Another vital role of diabetes educators is alerting patients to the possibility of comorbidities the patient may have not considered to be related to their diabetes, the authors write. People with diabetes are often aware of the importance of podiatric and ophthalmic screening, but many do not realize the bi-directional relationship of oral health and diabetes. Patients may be unaware of the role of diet in the prevention of tooth loss. Educators can not only increase patients’ self-management and knowledge, but facilitate appropriate referrals and, in some cases, suggest treatment plans to maximize the patient’s health.
The oral healthcare professional’s role
Dental exams are frequently performed in clinical settings that are isolated from where patients receive their medical care, point out the white paper’s authors. Though oral healthcare providers regularly inquire about the patient’s health history and medications, additional screening may improve the patient’s overall health care.
“A new practice paradigm for oral health may involve assessing risk for diabetes – including asking the patient about family diabetes history – and, in the case of people with diabetes, metabolic control. Assessing the patient’s overall appearance and being alert for signs and symptoms of hypoglycemia are important when caring for people with diabetes. A number of studies have confirmed the effectiveness of screening for dysglycemia in the dental office. Determining whether a patient is already seeing a diabetes educator can provide added value to their care.”
An important part of diabetes management is evaluation and treatment, as necessary, by an oral healthcare professional. “Unfortunately, a major hurdle to overcome is simply getting the patient to visit the oral healthcare professional,” according to the AADE. “In the general population, only 35 to 45 percent of people 18 years or older see their dentist yearly, with older patients seeking dental care more frequently.
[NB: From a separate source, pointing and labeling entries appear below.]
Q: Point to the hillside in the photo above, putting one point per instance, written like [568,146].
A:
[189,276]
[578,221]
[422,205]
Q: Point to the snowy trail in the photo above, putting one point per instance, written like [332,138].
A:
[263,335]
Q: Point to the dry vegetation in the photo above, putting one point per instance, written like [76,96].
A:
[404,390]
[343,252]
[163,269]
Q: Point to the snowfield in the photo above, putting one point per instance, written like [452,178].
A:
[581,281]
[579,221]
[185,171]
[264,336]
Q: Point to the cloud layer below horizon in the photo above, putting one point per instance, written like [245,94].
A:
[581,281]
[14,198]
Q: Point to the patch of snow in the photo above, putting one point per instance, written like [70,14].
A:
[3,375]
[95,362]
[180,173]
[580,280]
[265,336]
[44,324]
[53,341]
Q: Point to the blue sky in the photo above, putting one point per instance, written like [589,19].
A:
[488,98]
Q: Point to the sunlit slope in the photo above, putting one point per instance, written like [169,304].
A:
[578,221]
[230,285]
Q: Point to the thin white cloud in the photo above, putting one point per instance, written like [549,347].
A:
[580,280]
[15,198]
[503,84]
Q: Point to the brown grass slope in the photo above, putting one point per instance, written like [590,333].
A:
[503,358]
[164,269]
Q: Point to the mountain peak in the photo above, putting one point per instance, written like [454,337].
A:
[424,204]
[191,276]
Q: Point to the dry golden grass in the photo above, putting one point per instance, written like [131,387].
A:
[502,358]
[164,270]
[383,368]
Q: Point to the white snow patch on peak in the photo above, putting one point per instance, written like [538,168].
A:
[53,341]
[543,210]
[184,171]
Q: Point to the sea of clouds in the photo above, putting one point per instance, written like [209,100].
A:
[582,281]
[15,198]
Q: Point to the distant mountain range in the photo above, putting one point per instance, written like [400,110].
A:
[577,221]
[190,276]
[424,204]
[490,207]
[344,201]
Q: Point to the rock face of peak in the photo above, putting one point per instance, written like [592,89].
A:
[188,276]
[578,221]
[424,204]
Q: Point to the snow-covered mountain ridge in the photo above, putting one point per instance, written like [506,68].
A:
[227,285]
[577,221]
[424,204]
More alarming are findings that people with diabetes tend to visit their dentist less frequently than people who don’t have diabetes. Patients may be fearful or overwhelmed by the requirements of their diabetes management.
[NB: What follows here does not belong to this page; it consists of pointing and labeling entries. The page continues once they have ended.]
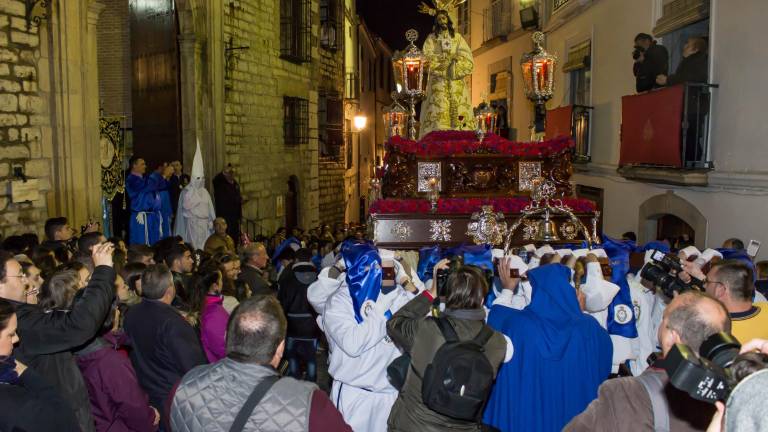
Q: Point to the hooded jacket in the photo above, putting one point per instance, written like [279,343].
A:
[558,351]
[293,297]
[118,402]
[213,328]
[49,339]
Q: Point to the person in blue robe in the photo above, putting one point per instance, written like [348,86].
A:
[561,356]
[146,224]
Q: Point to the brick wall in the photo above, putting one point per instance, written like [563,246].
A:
[23,112]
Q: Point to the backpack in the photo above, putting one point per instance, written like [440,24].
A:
[458,382]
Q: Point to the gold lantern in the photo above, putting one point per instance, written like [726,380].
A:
[485,117]
[538,68]
[395,117]
[411,69]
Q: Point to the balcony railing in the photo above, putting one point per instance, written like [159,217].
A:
[667,127]
[352,86]
[573,121]
[497,20]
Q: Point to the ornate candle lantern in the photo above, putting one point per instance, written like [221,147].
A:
[538,67]
[395,117]
[411,69]
[485,117]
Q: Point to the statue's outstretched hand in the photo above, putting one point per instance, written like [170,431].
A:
[426,9]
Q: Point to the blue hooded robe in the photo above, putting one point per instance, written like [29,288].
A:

“A patient may not be aware of the important role their oral health plays in diabetes care, but statistics show that receiving dental care reduces average medical costs ($2,800 per year in one study).”
Referral mechanisms
To facilitate maximum utilization of resources for people with diabetes, appropriate pathways for referral must exist, says the AADE. Oral healthcare providers need to be made of aware of the availability of diabetes educators and how they work with primary care providers and endocrinologists.
Diabetes educators benefit from knowing which oral healthcare providers have the knowledge and willingness to care for people with diabetes. Finally, primary care providers need to be aware of the value of working with diabetes educators as well as the importance of enlisting the help of oral healthcare providers to maximize patient outcomes.
“Regardless of type, diabetes is a chronic, progressive disease. To best serve people with diabetes, all members of the health care team must unite to inform not only their patients, but colleagues, about the important interplay between diabetes and oral health. Working as a team, oral healthcare professionals and diabetes educators, alongside primary care providers and endocrinologists, can deliver services that result in better oral health care and, ultimately, better health outcomes.”